The Florida Supreme Court, in a decision last September, ruled that it is not enough merely to tell a suspect that his right to a lawyer applies before he is asked any questions by police. Rather, it must tell him explicitly, the state court said, that he has a right to have that lawyer with him while the questioning proceeds. (The opinion can be found here.)
In an order issued Thursday, Justice Thomas, as Circuit Justice for the area that includes Florida, put the state court’s ruling on hold until after the Court acts on a newly filed petition by Florida officials (Florida v. Powell, 08-1175). While the Justice did not explain the order, one of the factors a Justice considers is whether a case is likely to attract the votes of at least four Justices to hear the case and whether it has a good chance of a reversal of the lower court after the decision is reviewed. (The response to the petition is now due on April 22. The Court may act on it before the end of the current Term in late June.)

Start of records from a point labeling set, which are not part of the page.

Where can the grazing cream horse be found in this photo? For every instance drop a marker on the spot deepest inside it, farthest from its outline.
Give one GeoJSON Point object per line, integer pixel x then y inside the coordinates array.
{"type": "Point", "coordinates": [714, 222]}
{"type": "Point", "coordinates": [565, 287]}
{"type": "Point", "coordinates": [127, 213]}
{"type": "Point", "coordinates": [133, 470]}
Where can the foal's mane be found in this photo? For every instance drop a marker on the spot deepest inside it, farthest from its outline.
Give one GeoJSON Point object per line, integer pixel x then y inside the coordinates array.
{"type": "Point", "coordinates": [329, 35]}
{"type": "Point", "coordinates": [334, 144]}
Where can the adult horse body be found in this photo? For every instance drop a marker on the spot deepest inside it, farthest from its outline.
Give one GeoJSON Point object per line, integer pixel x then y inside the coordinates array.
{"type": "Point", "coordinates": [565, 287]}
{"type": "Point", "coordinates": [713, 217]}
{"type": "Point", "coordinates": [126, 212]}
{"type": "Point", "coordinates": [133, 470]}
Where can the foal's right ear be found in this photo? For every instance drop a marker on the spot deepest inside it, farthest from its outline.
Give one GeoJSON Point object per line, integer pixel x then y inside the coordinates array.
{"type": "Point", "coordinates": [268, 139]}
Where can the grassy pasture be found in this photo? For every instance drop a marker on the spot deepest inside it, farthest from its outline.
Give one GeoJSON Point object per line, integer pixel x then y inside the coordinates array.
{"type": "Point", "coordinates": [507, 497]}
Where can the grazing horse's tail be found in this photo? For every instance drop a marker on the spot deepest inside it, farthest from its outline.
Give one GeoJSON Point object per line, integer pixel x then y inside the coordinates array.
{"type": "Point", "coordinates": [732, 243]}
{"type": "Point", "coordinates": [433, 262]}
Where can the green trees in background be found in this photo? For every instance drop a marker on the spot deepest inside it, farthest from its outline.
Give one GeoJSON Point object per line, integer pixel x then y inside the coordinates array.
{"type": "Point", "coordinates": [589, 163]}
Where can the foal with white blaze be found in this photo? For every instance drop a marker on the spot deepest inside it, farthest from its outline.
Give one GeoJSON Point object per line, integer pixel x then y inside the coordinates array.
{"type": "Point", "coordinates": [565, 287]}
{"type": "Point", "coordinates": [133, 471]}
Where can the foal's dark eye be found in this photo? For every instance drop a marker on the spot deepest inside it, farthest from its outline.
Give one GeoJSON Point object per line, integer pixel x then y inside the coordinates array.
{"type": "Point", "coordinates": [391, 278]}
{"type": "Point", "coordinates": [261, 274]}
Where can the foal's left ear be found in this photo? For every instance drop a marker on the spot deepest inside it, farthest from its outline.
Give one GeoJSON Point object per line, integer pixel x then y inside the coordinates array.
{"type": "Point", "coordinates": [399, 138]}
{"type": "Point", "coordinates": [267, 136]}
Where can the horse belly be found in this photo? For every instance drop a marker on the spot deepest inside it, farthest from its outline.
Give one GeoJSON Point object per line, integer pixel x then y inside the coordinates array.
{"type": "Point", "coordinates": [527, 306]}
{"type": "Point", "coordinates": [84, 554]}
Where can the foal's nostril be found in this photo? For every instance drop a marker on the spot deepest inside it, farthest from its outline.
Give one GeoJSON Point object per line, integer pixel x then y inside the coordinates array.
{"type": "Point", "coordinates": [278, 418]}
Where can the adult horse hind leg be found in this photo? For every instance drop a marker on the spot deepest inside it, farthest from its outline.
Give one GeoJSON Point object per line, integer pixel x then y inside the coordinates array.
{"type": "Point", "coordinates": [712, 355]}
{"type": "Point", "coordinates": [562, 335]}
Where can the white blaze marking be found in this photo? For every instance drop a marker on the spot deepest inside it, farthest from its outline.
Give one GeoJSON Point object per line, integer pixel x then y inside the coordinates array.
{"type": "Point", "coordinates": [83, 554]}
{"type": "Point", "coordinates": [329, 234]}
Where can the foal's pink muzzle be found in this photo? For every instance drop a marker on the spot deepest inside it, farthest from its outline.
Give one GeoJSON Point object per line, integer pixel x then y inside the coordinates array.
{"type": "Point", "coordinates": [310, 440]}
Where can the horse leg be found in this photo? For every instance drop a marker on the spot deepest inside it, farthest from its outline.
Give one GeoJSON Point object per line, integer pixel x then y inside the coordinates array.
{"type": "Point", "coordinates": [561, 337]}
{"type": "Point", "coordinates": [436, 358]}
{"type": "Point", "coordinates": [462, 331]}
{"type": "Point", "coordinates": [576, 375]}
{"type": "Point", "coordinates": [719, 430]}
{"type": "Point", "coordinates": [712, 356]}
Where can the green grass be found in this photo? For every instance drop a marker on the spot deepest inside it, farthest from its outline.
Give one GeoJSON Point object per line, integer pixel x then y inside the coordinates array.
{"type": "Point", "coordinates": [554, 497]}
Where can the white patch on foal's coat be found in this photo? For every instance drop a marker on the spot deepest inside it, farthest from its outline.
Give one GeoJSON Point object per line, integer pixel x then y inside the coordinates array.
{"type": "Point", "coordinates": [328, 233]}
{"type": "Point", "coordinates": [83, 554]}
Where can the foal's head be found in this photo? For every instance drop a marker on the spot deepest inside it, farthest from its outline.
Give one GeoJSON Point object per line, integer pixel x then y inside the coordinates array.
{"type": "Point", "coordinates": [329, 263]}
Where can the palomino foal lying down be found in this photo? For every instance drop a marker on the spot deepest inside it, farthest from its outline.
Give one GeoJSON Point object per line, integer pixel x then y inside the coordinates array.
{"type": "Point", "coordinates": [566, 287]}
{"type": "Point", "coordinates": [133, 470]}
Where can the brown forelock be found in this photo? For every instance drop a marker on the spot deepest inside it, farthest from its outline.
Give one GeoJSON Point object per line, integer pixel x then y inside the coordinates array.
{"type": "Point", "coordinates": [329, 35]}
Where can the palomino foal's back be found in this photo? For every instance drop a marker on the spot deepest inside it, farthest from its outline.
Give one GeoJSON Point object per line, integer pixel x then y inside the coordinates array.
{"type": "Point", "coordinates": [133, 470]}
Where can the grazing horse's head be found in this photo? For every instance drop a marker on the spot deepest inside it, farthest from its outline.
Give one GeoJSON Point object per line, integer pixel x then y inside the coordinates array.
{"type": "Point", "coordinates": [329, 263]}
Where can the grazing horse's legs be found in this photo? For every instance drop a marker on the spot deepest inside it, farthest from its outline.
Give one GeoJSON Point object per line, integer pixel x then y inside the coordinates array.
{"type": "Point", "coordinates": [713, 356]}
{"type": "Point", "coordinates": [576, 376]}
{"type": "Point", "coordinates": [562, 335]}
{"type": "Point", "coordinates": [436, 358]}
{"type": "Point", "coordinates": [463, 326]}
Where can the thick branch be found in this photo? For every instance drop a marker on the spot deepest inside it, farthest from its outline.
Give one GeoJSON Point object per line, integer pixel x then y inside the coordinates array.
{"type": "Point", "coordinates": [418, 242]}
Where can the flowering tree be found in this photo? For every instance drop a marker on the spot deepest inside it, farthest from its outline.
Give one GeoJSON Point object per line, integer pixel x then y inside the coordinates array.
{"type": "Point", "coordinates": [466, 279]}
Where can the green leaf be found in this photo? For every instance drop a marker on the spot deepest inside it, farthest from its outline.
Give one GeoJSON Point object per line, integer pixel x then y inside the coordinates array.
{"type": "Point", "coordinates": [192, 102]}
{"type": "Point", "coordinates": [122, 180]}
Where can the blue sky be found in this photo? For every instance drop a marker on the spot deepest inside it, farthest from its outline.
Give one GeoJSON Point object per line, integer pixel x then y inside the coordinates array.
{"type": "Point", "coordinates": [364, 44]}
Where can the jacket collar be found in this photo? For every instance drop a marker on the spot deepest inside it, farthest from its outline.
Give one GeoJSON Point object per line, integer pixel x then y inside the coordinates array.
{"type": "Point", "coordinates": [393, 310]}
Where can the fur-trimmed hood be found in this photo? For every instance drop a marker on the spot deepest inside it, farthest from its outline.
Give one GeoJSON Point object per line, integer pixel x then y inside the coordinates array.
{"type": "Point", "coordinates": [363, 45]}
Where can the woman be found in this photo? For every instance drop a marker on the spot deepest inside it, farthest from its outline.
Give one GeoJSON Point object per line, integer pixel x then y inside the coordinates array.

In an even stronger indication that the Court is moving closer to taking on the issue, the Justices, by a 5-4 vote on March 25, temporarily blocked another, more recent ruling by the Florida Supreme Court in a case, Florida v. Rigterink, in which the state court had applied its Powell ruling in ordering a new death penalty hearing for convicted murderer Thomas William Rigterink. The four dissenting Justices — Stephen G. Breyer, Ruth Bader Ginsburg, David H. Souter and John Paul Stevens — did not explain their votes. (The state on Thursday filed its petition for review in the Rigterink case; it has not yet been assigned a docket number.)
In the background is a further factor: In May 2001, when the Court passed up a chance to review the issue in a case from a Texas state court (Bridger v. Texas, docket 00-8942), three Justices commented that a warning without reference to counsel’s presence during interrogation left out “an essential Miranda element.” The brief statement, by Justice Breyer, joined by Justices Souter and Stevens, said that “if the problem purportedly present here proves to be a recurring one, I believe that it may well warrant this Court’s attention.” (Their dissenting votes last month in the Rigterink order may cast some doubt on whether those three are ready to consider the issue, but, in fact, their votes may not be needed.)
The state of Florida, in its new appeal in the Powell case, argued that the problem Breyer cited eight years ago does in fact continue, “and there is clearly a need for a resolution from this Court to the existing division among the courts across the country.”
 The petition said that four Circuit Courts have “found sufficient Miranda warnings that did not specifically advise a suspect of his right to have an attorney present during interrogation.” By contrast, it added, four other Circuit Courts “have held that a suspect is entitled to be expressly informed of the right to have an attorney present during questioning.”
The Florida state court, agreeing with the broader view of what Miranda requires, issued its ruling in the case of Kevin DeWayne Powell of Tampa. He was convicted of being a felon who had a gun, and was sentenced to ten years in prison. His guilty verdict was based on part on a confession he had given to police that a gun found in the home Powell shared with a girlfriend belonged to him.
When he was taken by Tampa police to headquarters for questioning, he was given Miranda warnings. Detectives, reading from a standard form, included this warning in their recital: “You have a right to talk to a lawyer before answering any of our questions.” Powell agreed to talk to them, and then provided the incriminating statement. He appealed his conviction, challenging the adequacy of that warning.
The Florida Supreme Court took on the issue, treating it as a matter of “great public importance.” In its ruling, that Court remarked: “In this case the warning was misleading. The warning said ‘before answering any questions.’ The ‘before questioning’ warning suggests to a reasonable person in the suspect’s shoes that he or she can only consult with an attorney before questioning; there is nothing in that statement that suggests the attorney can be present during the actual questioning.” That, it said, is a direct violation of the Supreme Court’s Miranda decision.